Keeping promises
Nepali labourers continue to be hoodwinked even after the gory incident of August last, 2004, when twelve Nepali workers met a gruesome end at the hands of ultras in Iraq. Because they were promised jobs in Jordan but ended up in war-torn Iraq, the public blamed the manpower agency which had promised the men work in Jordan for the killings. This attitude of some manpower agencies that assure good work positions and deliver the opposite, has continued to tarnish the image of the overseas employment sector as a whole. But ensuring the workers their promised wages has been a difficult job even for reputed agencies. Over five dozen Nepali youths working in Malaysia are now being paid only half the salary as agreed by their employers. One Nepali agency has even compensated those who returned from Malaysia after the workers were offered unsatisfactory wages. That is an indication that some agencies are coming of age. Labour rules stipulate that Nepalis cannot go to Mala-ysia unless they are guaranteed 473 ringgits per month but repo-rts are rife that they are working there for half as much salaries.

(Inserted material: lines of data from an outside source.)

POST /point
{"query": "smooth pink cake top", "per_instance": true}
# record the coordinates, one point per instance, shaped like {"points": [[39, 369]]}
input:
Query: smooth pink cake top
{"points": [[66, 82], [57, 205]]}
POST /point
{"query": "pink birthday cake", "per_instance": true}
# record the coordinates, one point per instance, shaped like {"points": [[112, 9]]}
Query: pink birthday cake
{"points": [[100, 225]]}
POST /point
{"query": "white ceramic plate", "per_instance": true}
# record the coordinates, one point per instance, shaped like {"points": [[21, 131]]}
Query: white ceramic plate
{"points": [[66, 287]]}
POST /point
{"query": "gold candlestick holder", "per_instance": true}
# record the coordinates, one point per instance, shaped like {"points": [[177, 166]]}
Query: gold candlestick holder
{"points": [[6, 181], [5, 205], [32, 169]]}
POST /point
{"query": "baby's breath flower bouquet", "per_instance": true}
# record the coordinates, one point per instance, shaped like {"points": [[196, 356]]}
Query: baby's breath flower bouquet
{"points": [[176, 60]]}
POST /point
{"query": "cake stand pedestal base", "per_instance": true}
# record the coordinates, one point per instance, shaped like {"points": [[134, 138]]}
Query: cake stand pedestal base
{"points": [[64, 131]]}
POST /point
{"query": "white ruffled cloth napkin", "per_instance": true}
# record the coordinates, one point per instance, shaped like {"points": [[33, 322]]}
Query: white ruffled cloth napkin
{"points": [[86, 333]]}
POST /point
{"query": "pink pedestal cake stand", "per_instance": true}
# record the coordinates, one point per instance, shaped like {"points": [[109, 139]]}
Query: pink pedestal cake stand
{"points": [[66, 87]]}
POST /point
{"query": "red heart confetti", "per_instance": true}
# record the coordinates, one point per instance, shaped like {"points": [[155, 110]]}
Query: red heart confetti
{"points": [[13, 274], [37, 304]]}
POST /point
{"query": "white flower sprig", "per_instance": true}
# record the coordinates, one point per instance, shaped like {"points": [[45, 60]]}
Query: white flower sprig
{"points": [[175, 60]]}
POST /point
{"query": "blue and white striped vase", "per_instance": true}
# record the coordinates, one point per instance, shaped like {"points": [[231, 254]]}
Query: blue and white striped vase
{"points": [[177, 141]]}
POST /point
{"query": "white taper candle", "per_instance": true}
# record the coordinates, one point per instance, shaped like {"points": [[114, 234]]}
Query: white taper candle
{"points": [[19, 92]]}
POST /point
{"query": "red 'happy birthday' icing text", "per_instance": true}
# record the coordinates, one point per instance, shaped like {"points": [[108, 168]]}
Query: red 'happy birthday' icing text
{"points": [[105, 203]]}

It has to be acknowledged that it is a difficult job to deliver at the other end what has been promised at home because middlemen often negotiate between manpower agencies and actual employers. But that has also been an excuse for those agencies who never had any intention of knowing what happened to those people that they sent overseas, after pocketing their share of the bargain. Last year’s public outpouring of anger and grief might have awakened a few agencies, but many have yet to mend their ways. While it will immensely help the manpower agencies to live up to their reputation, caring to see that their promises are delivered will mean winning the confidence of many job-seekers. Many unreliable manpower agencies seem to forget that it is the cardinal rule of business. If that is true for the law-abiding agencies, the unscrupulous ones need to be punished, for which, the government must take stringent measures.
The findings of the probe team the Deuba-government appointed in the aftermath of September 1 rioting and its recommendations to make the employment sector credible, transparent and reliable have produced no results. Because remittances are vital for an economy which is sagging by all reckoning, it will be both wise and useful to ensure that overseas employment is made a reliable sector. If the manpower agencies need to seriously meet that challenge, the government must focus on sending trained and skilled manpower abroad. Bilateral and multilateral employment alliances besides strong diplomatic presence abroad would certainly yield results.